Işık emilim oranı uygun olmalı
Kullanım kılavuzlarında yer alan “ışık emilim oranı”, gözlük camının dışarıdan gelen ışığın ne kadarını emdiğini, ne kadarını yansıttığını ve ne kadarını içeri verdiğini ifade eder. Şehir ortamında yüzde 40-50, güneş ışınlarının daha dik geldiği dağlık bölgelerde yüzde 50-70, deniz kıyısında ve kayak yaparken yüzde 80-85 emilim uygundur.
Her pahalı gözlük, kaliteli demek değildir
Kaliteli bir güneş gözlüğünün mutlaka “UV ışığını engelleyici” özellikte olması gerektiğinin altını çizen uzmanımız bu özelliği olmayan güneş gözlüğünün sadece fazla ışığın geçmesini engellediğini de belirterek şunları aktarıyor: “Ancak bu engelleme hiçbir fayda sağlamaz, aksine zarar verir. Çünkü renkli cam takıldığında göz bebeği küçülmez. Böylece zararlı UV ışını göz içine bol miktarda girer. Kaliteli bir güneş gözlüğünün kalite ve UV blokaj belgeli olması gerekir.” dedi.
Doğru bildiğimiz yanlışlar…
UV koruması, gözlüğün renginin koyuluğu ile değil yapım maddesi ile ilgilidir. Renklendirme oranı, sadece ışığın şiddetini azaltarak görme konforu sağlar. Polarize camlar parlamayı keser fakat UV ışıklara karşı koruyuculuğu yoktur. Gözlükleri giysilerin ucuyla temizlemek, çantaya ya da cebe gelişigüzel atmak sıklıkla yapılan yanlışlıkların başındadır. Bu hatalar cam üzerinde mikro çizikler oluşmasına neden olur.

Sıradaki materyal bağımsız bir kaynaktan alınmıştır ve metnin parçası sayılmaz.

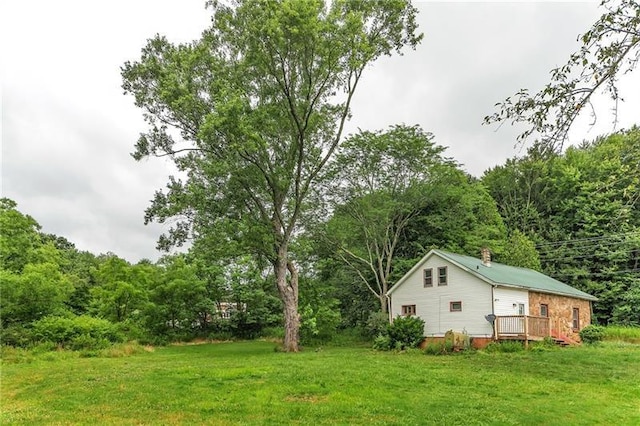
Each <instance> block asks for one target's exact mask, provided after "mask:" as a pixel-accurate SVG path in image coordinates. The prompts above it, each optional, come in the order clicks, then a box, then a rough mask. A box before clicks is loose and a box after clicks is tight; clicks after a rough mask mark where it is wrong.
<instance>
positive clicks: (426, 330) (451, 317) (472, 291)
mask: <svg viewBox="0 0 640 426" xmlns="http://www.w3.org/2000/svg"><path fill="white" fill-rule="evenodd" d="M441 266H446V267H447V281H448V283H447V285H446V286H438V267H441ZM427 268H433V287H424V282H423V271H424V270H425V269H427ZM451 302H462V311H461V312H450V309H449V304H450V303H451ZM402 305H416V315H417V316H419V317H420V318H422V319H423V320H424V321H425V327H424V331H425V336H442V335H444V333H446V332H447V331H448V330H453V331H458V332H462V331H466V332H467V333H468V334H469V335H471V336H478V337H480V336H482V337H490V336H491V335H492V333H493V329H492V327H491V324H489V323H488V322H487V320H486V319H485V318H484V317H485V315H488V314H490V313H492V311H491V285H490V284H488V283H486V282H484V281H482V280H480V279H479V278H476V277H475V276H473V275H471V274H469V273H468V272H466V271H464V270H463V269H461V268H459V267H458V266H456V265H454V264H453V263H451V262H448V261H446V260H444V259H442V258H440V257H439V256H438V255H436V254H433V255H432V256H430V257H429V258H428V259H427V260H426V262H424V263H423V265H421V267H419V268H417V269H416V270H415V271H414V272H413V274H412V275H411V276H409V277H406V280H405V281H404V282H403V284H402V285H401V286H400V287H398V288H397V289H395V290H394V292H393V293H392V295H391V315H392V316H393V317H396V316H397V315H401V314H402Z"/></svg>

Gözle görülmeyen bu çizilmeler zaman içinde görme kalitesini bozar. Gözlüğün kullanılmadığı zamanlarda orijinal kutusunda saklanması; temizliğin ise akan su, sabun veya ürünle birlikte verilen mikrofiber bez ile yapılması gerekir. Kontakt lens kullanan kişilerin, lensleri UV filtreli dahi olsa üzerine güneş gözlüğü takmaları gerekir. Güneş gözlükleri, kontakt lens kullanıcılarının sıklıkla karşılaştığı gözlerde kuruma sorununa karşı koruma sağlar. Güneşin çok yoğun olduğu ortamlarda güneş gözlüğü ile beraber mutlaka siperli şapka desteği ile beraber güneş ışınlarının istenmeyen etkilerinden gözümüzü korumalıyız.” İfadelerine yer verdi.